O papel dos jornalistas negros e não negros na defesa de uma educação antirracista
Durante todo o ensino fundamental e ensino médio em uma escola pública, só me recordo de três professores negros. Entre elas, uma professora que nos deu aula por pouco tempo porque ia tirar licença maternidade e outro, sempre muito desrespeitado pelos alunos, especialmente com piadas racistas.
O ambiente era muito hostil não só para os alunos, mas também para professores negros. Já presenciei uma discussão em que o professor pediu para realizarmos uma prova com caneta azul ou preta e, ainda assim, um aluno branco fez de caneta vermelha para desafiá-lo.
No ano seguinte, quando já não estávamos mais na mesma sala, com este mesmo professor, o mesmo aluno com seus amigos o cercaram contra parede por um outro motivo fútil.
Sabemos que a maioria dos professores passam por muitos desafios em escolas públicas por causa da sala lotada ou da falta de planejamento, mas problemas como o racismo contra educadores e alunos é uma tema que muitas vezes fica escondido.
Uma reportagem publicada pela Folha, com base no Censo Escolar 2019, mostra que apenas um em cada dez alunos de escolas privadas na cidade de São Paulo é negro-a.
E quanto a nós, jornalistas negros e negras, como olhamos para essas questões?
Entrar para a lista “das mais feias” da sala, nunca ser a noiva da festa junina, não ter um cabelo liso, imagine quantas mágoas ou traumas do ambiente escolar uma menina negra pode levar para a vida adulta.
Esses sentimentos vieram à tona quando participei do evento “Trilha Educação Antirracista: Formação de Líderes”, na Secretaria Estadual de Educação, representando a Agência Mural.
Como correspondente da Agência Mural em Cotia, jornalista, mulher, negra e mãe, a dinâmica do resgate de memórias me deixou em prantos, assim como outras pessoas negras no auditório. E a única coisa que eu consegui pensar foi “eu odeio a escola e não sinto a menor falta daquele espaço”.
Mas aí penso que hoje posso fazer diferença. Além de falar com estudantes do ensino médio de escolas públicas sobre a Agência Mural, é preciso incluir as questões da luta da população negra e sobre a representatividade na mídia/imprensa.
E precisamos contar mais dessas histórias, dessas vivências dentro das escolas que não são “a norma” (nunca foram). Como é ser um corpo negro em uma escola pública –o primeiro e o ambiente de socialização que frequentamos por mais tempo em nossa vida? Como os jornalistas negros podem cobrir a educação para contribuir para essa discussão, para ampliar a cobertura com mais pontos de vista?

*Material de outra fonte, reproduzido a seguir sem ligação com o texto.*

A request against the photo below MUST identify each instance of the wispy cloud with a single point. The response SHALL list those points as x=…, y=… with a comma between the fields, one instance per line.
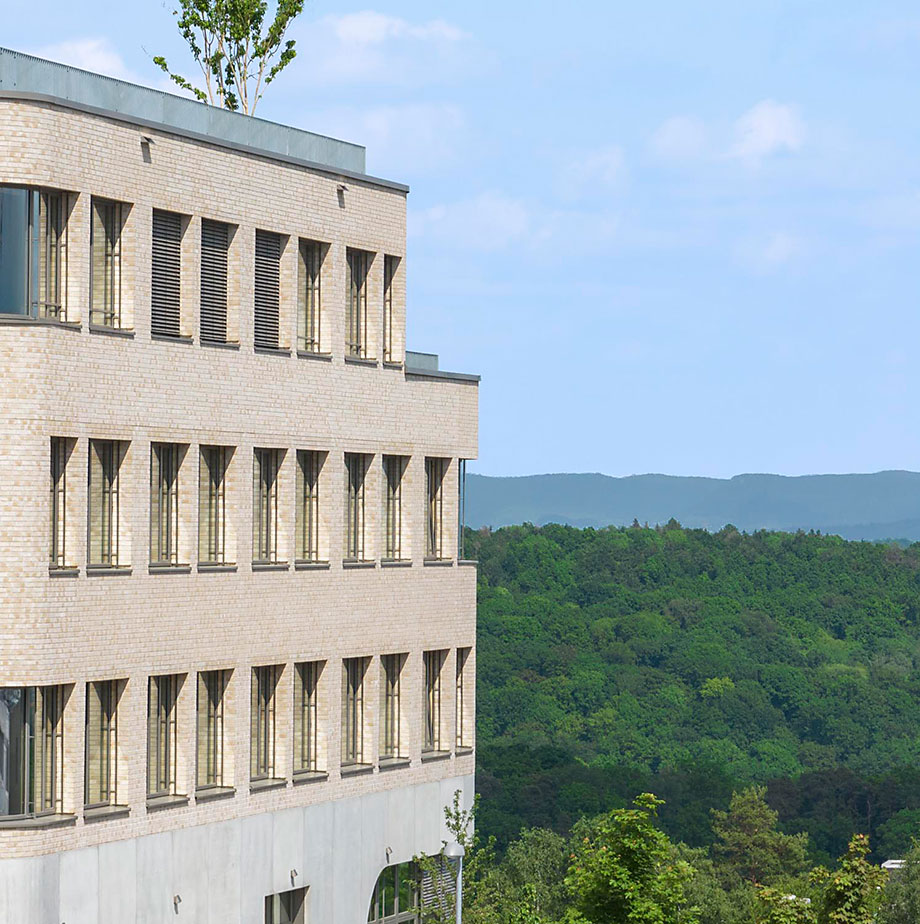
x=374, y=48
x=767, y=129
x=680, y=138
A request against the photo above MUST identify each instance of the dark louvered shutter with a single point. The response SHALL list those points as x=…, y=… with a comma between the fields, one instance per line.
x=267, y=289
x=215, y=242
x=166, y=281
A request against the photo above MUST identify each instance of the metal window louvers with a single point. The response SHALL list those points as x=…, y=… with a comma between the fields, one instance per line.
x=166, y=274
x=215, y=245
x=267, y=289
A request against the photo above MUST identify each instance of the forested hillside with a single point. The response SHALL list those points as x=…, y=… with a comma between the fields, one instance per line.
x=690, y=664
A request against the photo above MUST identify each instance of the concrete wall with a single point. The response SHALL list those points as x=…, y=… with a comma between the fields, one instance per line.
x=223, y=871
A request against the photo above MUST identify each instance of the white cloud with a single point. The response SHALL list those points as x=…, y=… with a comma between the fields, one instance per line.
x=766, y=129
x=680, y=138
x=398, y=138
x=771, y=252
x=596, y=171
x=374, y=48
x=90, y=54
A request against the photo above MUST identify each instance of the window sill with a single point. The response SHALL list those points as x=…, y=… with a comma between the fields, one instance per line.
x=272, y=351
x=108, y=570
x=24, y=320
x=356, y=769
x=127, y=333
x=159, y=802
x=157, y=568
x=101, y=812
x=214, y=792
x=310, y=776
x=393, y=763
x=262, y=785
x=38, y=821
x=307, y=565
x=216, y=567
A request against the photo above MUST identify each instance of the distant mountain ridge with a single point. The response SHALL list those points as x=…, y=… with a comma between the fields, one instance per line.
x=882, y=505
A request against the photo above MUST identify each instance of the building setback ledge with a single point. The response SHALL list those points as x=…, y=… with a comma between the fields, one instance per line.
x=126, y=333
x=37, y=822
x=262, y=785
x=158, y=802
x=108, y=570
x=101, y=812
x=216, y=567
x=393, y=763
x=214, y=792
x=356, y=769
x=309, y=776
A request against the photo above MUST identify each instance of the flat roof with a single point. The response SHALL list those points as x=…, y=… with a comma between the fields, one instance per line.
x=25, y=76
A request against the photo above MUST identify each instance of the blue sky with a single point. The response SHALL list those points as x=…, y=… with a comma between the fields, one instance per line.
x=673, y=236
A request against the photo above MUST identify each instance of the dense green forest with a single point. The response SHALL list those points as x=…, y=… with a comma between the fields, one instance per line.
x=692, y=664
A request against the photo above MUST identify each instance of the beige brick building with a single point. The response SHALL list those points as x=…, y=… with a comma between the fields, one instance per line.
x=237, y=633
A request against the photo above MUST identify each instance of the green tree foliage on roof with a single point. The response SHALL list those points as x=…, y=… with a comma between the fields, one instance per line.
x=238, y=46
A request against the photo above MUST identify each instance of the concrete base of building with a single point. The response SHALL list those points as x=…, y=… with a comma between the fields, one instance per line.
x=221, y=873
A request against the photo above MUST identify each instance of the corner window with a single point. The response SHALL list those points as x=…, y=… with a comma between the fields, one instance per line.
x=33, y=252
x=31, y=750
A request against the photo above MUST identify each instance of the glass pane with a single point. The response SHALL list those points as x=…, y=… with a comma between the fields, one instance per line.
x=14, y=248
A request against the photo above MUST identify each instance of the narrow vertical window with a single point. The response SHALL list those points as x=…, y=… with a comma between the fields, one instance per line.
x=215, y=248
x=435, y=470
x=308, y=296
x=106, y=265
x=262, y=719
x=212, y=687
x=355, y=475
x=266, y=468
x=32, y=752
x=306, y=726
x=390, y=265
x=165, y=462
x=33, y=252
x=162, y=735
x=433, y=662
x=212, y=504
x=101, y=765
x=105, y=459
x=309, y=464
x=353, y=671
x=268, y=290
x=394, y=468
x=357, y=265
x=391, y=708
x=61, y=448
x=462, y=704
x=166, y=274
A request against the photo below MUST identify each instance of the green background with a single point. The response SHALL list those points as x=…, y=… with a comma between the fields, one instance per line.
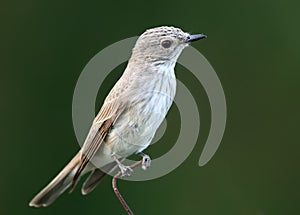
x=254, y=47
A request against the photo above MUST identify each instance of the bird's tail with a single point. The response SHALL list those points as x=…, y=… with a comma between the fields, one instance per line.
x=58, y=185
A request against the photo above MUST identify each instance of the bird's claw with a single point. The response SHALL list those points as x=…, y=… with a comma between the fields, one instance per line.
x=125, y=170
x=146, y=163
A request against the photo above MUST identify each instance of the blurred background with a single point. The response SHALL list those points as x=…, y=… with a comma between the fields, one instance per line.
x=253, y=46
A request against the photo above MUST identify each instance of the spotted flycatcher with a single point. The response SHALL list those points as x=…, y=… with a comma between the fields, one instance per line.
x=130, y=115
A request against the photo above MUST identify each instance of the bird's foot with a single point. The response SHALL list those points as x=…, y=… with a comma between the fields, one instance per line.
x=125, y=170
x=146, y=163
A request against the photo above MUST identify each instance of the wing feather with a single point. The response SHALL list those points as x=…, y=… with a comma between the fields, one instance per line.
x=99, y=130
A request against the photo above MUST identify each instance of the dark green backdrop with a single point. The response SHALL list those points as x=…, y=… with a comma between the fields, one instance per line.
x=254, y=47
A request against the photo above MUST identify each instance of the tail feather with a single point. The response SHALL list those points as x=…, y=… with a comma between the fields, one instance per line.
x=58, y=185
x=96, y=177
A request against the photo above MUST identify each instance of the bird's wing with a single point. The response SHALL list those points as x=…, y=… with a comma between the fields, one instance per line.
x=107, y=115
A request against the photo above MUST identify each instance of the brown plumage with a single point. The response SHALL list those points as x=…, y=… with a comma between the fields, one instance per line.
x=130, y=115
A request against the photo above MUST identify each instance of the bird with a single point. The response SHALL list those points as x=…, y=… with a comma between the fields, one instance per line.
x=130, y=115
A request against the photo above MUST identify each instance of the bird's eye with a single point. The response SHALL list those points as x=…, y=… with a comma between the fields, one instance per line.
x=166, y=43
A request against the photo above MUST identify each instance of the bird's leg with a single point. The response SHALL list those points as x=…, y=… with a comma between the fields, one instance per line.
x=125, y=170
x=146, y=163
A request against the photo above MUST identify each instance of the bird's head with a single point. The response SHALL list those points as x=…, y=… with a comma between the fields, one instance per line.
x=162, y=44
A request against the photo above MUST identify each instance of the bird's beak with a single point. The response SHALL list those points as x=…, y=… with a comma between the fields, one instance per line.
x=195, y=37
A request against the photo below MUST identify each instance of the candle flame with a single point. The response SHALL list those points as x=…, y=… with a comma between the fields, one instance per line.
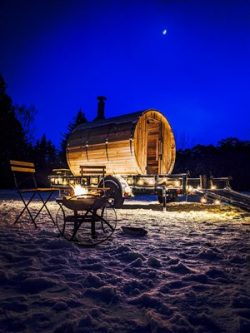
x=79, y=190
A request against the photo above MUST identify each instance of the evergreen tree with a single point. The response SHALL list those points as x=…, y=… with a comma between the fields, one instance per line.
x=78, y=120
x=13, y=142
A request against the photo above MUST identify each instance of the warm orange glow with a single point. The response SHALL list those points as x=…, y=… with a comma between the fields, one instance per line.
x=203, y=200
x=79, y=190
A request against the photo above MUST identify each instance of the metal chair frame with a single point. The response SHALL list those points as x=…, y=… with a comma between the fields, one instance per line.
x=28, y=169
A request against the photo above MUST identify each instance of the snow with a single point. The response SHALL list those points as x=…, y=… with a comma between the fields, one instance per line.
x=190, y=273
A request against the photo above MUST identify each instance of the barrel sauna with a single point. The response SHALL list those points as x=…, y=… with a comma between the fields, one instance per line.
x=137, y=143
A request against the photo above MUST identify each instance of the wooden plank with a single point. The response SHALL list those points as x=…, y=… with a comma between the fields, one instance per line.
x=92, y=167
x=22, y=169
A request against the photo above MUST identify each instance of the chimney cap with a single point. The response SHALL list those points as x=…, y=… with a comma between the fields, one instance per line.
x=100, y=98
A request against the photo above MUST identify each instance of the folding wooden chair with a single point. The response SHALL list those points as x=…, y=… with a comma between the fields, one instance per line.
x=24, y=173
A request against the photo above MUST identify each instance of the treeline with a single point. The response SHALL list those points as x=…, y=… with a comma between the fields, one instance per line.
x=16, y=141
x=231, y=157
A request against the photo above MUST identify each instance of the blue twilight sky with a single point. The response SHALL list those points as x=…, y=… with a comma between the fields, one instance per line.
x=58, y=55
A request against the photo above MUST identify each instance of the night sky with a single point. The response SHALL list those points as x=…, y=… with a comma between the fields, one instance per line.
x=59, y=55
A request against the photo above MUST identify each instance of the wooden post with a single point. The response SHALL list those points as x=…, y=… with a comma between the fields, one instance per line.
x=164, y=198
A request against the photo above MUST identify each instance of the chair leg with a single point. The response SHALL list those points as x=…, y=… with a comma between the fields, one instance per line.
x=44, y=206
x=26, y=208
x=76, y=228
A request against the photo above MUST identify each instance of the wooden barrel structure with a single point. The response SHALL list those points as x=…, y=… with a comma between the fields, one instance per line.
x=138, y=143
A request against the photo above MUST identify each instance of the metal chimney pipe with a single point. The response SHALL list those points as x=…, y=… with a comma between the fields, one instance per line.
x=101, y=107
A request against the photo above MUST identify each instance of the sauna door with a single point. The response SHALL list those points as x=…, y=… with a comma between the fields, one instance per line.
x=153, y=141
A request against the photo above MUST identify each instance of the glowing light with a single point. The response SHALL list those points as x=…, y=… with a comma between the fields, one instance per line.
x=177, y=183
x=140, y=182
x=79, y=190
x=190, y=188
x=150, y=182
x=203, y=200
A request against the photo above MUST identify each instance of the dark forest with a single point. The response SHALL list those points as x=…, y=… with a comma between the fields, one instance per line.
x=230, y=157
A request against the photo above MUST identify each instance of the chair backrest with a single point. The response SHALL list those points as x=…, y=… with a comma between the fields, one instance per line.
x=20, y=168
x=98, y=171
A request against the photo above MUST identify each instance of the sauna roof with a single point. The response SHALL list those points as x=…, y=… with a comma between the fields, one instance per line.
x=130, y=117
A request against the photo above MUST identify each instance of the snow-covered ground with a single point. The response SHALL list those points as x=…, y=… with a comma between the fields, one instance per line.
x=191, y=273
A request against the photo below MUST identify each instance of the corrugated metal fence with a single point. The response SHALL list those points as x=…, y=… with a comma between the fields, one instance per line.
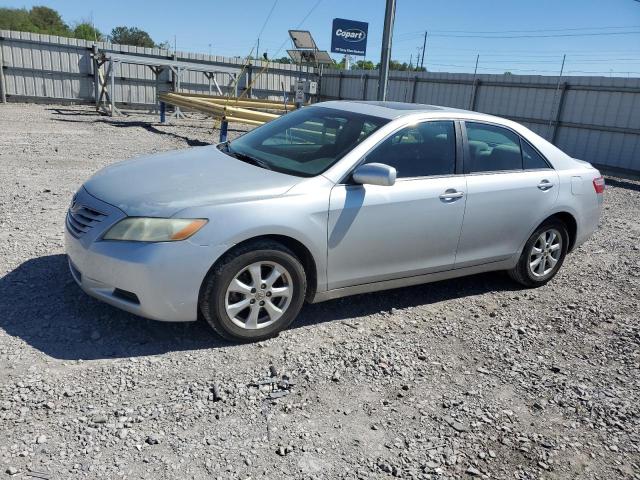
x=592, y=118
x=57, y=68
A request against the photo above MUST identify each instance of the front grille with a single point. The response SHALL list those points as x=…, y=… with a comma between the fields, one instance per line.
x=81, y=219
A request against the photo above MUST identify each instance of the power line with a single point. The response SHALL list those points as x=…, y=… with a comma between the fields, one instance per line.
x=541, y=30
x=557, y=35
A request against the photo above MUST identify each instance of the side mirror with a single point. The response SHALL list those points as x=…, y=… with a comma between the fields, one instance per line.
x=375, y=174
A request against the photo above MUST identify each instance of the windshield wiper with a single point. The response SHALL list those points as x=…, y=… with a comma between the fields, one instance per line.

Uma pesquisa que traçou o perfil do jornalista de educação no país, realizada em 2019 a partir da base de associados da Jeduca (Associação de Jornalistas de Educação), revelou que quem trabalha com jornalismo de educação é majoritariamente mulher, branca, tem até 40 anos, mora no estado de São Paulo, cursou pós-graduação (especialização) e ganha até sete salários mínimos.
No meu primeiro estágio, eu estava “cercada” de pessoas brancas e de classe média alta. Eu era uma estranha naquele espaço. Mas foi quando tive pela primeira vez uma chefe negra que minha perspectiva de me reconhecer como jornalista mudou. Antes sentia que precisava dessa “autorização branca” para me reconhecer como tal. Afinal, quem acreditaria que uma mulher preta, moradora do Morro do Macaco, é uma repórter profissional?
Como jornalistas, negros e não-negros que fazem a cobertura da educação, precisamos abordar mais a questão racial que afeta alunos e professores diariamente. É o nosso dever, especialmente como correspondentes periféricos, mostrar que é possível ocupar espaços que antes diziam não ser para nós. É, afinal, contar as histórias da maioria (silenciada).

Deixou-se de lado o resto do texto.